This a Python wrapper for Stanford University's NLP group's Java-based CoreNLP tools. It can either be imported as a module or run as an JSON-RPC server. Because it uses many large trained models (requiring 3GB RAM and usually a few minutes loading time), most applications will probably want to run it as a server.
It requires pexpect. Included dependencies are jsonrpc and python-progressbar.
There's not much to this script. I decided to create it after having trouble initializing a JVM using JPypes on two different machines.

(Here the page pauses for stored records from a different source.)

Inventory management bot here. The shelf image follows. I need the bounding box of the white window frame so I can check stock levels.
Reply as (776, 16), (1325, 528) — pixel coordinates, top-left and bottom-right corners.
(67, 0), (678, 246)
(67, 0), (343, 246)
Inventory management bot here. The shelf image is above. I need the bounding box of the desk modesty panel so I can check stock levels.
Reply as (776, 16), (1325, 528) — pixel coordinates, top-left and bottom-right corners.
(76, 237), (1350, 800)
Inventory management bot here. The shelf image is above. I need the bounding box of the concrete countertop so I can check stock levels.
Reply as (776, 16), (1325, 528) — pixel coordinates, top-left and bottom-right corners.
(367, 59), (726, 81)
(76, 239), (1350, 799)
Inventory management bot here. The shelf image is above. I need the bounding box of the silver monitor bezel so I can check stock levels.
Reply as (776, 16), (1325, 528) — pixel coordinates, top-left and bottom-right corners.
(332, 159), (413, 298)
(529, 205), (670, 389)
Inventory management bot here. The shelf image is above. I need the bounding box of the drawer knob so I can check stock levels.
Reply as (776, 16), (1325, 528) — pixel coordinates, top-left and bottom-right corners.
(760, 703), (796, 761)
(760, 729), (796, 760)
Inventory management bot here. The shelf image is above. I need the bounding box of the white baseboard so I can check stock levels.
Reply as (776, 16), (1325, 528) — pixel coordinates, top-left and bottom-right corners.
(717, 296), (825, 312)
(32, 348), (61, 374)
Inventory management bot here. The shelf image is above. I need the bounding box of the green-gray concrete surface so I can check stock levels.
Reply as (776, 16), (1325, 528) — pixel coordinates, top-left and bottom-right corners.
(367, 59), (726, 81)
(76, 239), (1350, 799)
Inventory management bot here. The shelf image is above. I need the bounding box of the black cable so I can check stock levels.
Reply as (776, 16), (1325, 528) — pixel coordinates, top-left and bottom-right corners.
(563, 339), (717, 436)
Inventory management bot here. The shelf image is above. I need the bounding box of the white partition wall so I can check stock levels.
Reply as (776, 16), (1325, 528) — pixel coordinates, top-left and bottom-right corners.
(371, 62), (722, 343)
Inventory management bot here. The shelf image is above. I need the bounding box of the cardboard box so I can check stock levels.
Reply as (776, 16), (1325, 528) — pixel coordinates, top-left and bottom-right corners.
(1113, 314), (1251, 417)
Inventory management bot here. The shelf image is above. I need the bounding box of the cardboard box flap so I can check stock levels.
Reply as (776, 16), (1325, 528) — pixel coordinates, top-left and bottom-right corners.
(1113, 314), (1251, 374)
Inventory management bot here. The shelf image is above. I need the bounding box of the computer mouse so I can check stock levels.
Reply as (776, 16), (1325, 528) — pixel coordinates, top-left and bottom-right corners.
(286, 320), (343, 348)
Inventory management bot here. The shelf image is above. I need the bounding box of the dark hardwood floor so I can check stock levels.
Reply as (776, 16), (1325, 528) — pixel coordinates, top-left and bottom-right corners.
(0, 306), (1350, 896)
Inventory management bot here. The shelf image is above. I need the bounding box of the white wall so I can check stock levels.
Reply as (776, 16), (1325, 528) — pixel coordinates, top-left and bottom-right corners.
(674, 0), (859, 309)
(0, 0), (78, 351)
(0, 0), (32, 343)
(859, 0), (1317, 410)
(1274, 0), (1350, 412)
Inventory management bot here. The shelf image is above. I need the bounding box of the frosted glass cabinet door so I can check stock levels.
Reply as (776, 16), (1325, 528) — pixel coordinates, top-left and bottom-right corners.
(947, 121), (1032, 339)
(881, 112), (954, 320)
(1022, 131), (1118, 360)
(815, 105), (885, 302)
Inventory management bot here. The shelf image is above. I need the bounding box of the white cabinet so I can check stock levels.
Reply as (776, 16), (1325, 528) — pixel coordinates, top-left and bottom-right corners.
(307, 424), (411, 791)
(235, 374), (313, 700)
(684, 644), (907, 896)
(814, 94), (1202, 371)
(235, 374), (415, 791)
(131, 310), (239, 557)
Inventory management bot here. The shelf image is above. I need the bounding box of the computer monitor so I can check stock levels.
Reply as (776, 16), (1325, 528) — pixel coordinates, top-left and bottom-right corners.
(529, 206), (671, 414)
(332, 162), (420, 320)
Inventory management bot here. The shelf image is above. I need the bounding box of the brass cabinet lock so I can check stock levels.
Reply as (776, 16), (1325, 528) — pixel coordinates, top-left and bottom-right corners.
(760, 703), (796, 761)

It runs the Stanford CoreNLP jar in a separate process, communicates with the java process using its command-line interface, and makes assumptions about the output of the parser in order to parse it into a Python dict object and transfer it using JSON. The parser will break if the output changes significantly. I have only tested this on Core NLP tools version 1.0.2 released 2010-11-12.
You should have downloaded and unpacked the tgz file containing Stanford's CoreNLP package. Then copy all of the python files from this repository into the stanford-corenlp-2010-11-12
folder.
In other words:
sudo pip install pexpect
wget http://nlp.stanford.edu/software/stanford-corenlp-v1.0.2.tgz
tar xvfz stanford-corenlp-v1.0.2.tgz
cd stanford-corenlp-2010-11-12
git clone git://github.com/dasmith/stanford-corenlp-python.git
mv stanford-corenlp-python/* .
Then, to launch a server:
python corenlp.py
Optionally, you can specify a host or port:
python corenlp.py -H 0.0.0.0 -p 3456
That will run a public JSON-RPC server on port 3456.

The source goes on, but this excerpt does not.